De esto les hablo. De estas gentes, estas historias, y muchas otras, que quedaron flotando en el aire, emboscadas en cada esquina. Con ellas fue condimentándose un caldo popular, cantado en coplas de danza prima y se dieron nombre a las familias principales y también a las del Avilés sencillo. Todas ellas conocidas, con un apodo que suponía el origen ilustre de aquellos avilesinos sin lustre. Nombres que aún hoy se recuerdan y se ostentan con orgullo, como los Bailaros, Botamines, Boyos, Cabusos, Cagaretos, Calcetines, Candasos, Candinos, Caralegres, Cosacos, Chárcharos, Chatos, Checos, Chuchos, Felipitos, Forneros, Leres, Macabees, Maizones, Marichonchos Mariguaras, Mataosos, Mazaricos, Molineros, Mulatos, Ñostros, Ñurros, Páxaros, Perlitos, Picudos, Pitilos, Pocarropa, Pulgitas, Rapacuartos, Raposos, Roxos, Trucos, Xuanes? ¡Qué sé yo!

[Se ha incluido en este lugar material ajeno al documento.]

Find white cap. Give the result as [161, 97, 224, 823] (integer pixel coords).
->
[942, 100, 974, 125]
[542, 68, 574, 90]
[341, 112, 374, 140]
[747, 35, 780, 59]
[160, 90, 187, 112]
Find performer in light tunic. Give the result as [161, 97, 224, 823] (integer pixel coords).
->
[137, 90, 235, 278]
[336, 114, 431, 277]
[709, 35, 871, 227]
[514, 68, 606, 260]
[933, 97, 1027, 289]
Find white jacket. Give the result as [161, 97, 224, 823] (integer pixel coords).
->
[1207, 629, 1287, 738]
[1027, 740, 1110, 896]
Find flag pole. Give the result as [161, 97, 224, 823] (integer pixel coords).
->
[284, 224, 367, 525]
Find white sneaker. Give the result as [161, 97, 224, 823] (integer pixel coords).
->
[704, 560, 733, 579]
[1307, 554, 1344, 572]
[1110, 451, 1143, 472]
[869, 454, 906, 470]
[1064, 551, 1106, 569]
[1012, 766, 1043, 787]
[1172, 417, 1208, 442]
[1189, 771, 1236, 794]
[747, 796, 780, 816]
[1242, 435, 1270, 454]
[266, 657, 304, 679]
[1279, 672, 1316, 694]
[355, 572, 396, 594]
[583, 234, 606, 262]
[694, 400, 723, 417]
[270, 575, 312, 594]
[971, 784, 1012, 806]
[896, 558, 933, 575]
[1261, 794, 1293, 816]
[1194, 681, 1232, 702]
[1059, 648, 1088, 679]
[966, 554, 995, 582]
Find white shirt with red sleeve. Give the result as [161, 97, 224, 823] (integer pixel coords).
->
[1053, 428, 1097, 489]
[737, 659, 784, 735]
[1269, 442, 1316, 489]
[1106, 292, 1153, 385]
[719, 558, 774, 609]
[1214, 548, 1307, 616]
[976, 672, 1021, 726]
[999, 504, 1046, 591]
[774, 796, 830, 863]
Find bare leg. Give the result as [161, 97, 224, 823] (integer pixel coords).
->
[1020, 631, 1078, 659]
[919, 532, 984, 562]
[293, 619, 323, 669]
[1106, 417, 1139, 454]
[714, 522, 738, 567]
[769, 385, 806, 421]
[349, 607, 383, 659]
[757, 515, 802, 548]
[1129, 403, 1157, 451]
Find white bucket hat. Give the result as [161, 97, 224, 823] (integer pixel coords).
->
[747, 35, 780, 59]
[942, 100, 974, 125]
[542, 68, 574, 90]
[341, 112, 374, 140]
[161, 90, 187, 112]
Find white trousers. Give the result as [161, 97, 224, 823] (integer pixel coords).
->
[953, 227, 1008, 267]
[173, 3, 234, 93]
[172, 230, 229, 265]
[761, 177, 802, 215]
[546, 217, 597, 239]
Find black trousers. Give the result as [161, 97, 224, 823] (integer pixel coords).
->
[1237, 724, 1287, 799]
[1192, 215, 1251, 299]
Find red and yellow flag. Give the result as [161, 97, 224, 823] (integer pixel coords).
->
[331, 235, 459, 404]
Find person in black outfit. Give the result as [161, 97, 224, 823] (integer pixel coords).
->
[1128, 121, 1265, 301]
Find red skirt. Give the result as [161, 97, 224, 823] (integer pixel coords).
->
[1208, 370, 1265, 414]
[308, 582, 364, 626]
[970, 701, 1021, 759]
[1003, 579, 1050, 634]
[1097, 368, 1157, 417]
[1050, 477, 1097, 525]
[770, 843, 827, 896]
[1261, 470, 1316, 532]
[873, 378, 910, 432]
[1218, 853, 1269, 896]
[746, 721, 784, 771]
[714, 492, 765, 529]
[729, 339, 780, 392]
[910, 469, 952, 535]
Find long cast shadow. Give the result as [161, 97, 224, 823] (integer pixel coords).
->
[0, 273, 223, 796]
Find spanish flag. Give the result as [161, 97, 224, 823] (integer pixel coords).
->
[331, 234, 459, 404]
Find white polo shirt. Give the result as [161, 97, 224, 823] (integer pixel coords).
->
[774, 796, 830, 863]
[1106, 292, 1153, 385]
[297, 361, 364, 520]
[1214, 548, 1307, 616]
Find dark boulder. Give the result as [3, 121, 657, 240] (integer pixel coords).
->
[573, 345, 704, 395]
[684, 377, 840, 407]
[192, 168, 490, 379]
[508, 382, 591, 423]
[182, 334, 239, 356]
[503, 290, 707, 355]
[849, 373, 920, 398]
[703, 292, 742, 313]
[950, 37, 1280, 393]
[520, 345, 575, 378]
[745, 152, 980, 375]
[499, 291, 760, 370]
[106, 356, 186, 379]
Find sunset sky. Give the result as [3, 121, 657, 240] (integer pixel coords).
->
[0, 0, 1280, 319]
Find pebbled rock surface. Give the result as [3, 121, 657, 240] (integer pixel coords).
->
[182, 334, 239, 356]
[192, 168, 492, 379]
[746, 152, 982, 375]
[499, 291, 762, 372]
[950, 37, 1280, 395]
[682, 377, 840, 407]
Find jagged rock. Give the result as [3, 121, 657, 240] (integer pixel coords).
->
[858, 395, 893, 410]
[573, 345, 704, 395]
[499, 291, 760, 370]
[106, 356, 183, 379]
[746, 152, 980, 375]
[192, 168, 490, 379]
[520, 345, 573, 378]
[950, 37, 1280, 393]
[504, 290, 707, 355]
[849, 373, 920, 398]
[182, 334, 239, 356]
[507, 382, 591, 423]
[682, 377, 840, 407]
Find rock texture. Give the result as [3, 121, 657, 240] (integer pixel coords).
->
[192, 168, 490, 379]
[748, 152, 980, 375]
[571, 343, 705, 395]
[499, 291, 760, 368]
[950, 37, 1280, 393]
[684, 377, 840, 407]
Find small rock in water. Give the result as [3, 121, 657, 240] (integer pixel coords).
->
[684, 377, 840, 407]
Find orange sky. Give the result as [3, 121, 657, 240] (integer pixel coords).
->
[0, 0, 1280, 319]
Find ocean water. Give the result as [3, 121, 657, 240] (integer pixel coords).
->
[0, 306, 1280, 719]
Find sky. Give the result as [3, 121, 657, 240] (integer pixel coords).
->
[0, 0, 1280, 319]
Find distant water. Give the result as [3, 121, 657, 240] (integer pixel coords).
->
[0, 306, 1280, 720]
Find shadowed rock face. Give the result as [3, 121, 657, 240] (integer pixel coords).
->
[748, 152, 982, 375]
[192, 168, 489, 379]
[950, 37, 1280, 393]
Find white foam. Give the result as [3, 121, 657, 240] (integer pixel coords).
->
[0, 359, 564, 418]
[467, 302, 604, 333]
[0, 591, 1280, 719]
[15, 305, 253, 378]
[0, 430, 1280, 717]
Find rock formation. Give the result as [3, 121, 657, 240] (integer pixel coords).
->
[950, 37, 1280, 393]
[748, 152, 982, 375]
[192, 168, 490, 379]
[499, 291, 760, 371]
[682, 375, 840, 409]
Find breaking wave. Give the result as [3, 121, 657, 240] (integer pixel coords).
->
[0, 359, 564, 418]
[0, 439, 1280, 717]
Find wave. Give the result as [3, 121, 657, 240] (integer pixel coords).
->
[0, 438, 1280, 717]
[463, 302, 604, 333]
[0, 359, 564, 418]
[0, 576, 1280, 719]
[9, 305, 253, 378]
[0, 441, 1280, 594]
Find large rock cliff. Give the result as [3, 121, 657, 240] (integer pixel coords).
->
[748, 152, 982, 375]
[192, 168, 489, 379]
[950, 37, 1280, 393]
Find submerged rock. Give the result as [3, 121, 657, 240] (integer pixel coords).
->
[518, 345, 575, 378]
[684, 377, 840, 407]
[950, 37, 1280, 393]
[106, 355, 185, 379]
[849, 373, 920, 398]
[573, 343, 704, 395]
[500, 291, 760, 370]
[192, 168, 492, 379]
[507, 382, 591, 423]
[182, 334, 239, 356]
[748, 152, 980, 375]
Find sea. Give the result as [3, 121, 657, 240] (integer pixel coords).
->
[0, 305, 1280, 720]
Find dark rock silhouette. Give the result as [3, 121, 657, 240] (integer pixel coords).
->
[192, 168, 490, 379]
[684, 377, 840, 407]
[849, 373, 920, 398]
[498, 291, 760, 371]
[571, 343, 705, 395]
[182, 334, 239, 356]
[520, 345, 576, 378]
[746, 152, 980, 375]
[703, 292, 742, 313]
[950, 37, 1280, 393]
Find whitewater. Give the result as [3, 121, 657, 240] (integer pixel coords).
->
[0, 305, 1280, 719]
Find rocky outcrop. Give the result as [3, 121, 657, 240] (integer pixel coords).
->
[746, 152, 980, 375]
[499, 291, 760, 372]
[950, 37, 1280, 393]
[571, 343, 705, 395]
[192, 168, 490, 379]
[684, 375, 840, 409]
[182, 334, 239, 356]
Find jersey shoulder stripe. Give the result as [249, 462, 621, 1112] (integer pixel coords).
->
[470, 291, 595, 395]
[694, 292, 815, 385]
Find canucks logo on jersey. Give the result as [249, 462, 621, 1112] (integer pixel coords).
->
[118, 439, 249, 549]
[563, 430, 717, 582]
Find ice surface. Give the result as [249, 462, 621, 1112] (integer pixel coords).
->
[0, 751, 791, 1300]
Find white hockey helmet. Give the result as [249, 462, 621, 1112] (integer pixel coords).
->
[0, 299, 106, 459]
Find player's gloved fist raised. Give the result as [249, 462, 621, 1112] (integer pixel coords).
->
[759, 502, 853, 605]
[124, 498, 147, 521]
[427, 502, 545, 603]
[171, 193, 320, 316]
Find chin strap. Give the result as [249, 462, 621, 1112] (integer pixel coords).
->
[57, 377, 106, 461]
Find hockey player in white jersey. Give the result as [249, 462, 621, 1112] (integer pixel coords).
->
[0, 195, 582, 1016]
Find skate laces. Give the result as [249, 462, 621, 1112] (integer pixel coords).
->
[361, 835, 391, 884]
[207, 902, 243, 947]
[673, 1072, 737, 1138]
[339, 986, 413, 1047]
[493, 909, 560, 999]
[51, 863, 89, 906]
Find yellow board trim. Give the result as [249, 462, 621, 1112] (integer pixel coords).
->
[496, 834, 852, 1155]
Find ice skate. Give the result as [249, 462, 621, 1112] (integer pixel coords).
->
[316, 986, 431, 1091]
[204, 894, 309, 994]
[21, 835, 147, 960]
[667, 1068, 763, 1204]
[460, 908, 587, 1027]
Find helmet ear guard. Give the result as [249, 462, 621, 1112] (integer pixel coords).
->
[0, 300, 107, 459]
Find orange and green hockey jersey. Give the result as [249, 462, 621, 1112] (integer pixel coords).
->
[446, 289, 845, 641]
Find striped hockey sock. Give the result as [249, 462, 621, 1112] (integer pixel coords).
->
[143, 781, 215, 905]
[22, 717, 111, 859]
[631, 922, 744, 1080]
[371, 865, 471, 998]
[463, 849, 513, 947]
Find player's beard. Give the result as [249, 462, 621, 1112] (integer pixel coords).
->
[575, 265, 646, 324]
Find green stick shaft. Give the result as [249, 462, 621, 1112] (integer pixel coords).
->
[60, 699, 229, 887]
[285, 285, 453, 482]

Nombres y más nombres que darían para llenar tres pregones y que nominan también a esta ciudad nuestra. Ya ven, le sobra nombre.

Tal vez alguno de ustedes recuerde aquella vieja serie de televisión que hablaba de la llegada de los esclavos negros a Norteamérica: "Raíces". En ella los esclavos repetían, de generación en generación, los nombres de su lengua para no olvidar su cultura, su lejano pueblo; sus raíces. Y así a Kunta Kinte, el protagonista, le dijeron que kambi bolongo significaba "río". Conmigo hicieron lo mismo; me dijeron que "El Bollo", significaba Avilés?. Y ahí sigo.

Y desde aquí deseo, defiendo y pregono, la unidad de Avilés en torno a la fiesta de El Bollo, como hubiesen querido sus fundadores: del Avilés de antes y el de ahora, el de toda la vida y el de la vida nueva, el de siempre y el de nunca jamás.

Que todos sean uno, que es lo que van a necesitar nuestros hijos, y que lo festejen cada año sacando la alegría a la calle tras los lutos de la Semana Santa.

He encontrado unos versos que vagaban perdidos en el tiempo y que vienen muy bien para la ocasión. No son de poetas notables y, si me apuran, ni tan siquiera son versos. Se trata del reclamo publicitario con el que el bar "El Arbolón" se anunciaba en el ya lejano año 1960, y que yo he adaptado para la ocasión:

El Arbolón es un bar

que vende vino a chateo.

Vino blanco de la Nava

que con deleite yo bebo.

A peseta vale el vaso,

¡pero qué vaso y qué vino!

Y, como El Bollo está al paso,

pasa y prueba. Yo te animo.

A todos ustedes animo. Tomen este sencillo reclamo como un brindis por esta villa, que siempre ha tenido nombre y no es otro que Avilés, y por la eterna salud de sus queridas fiestas de El Bollo.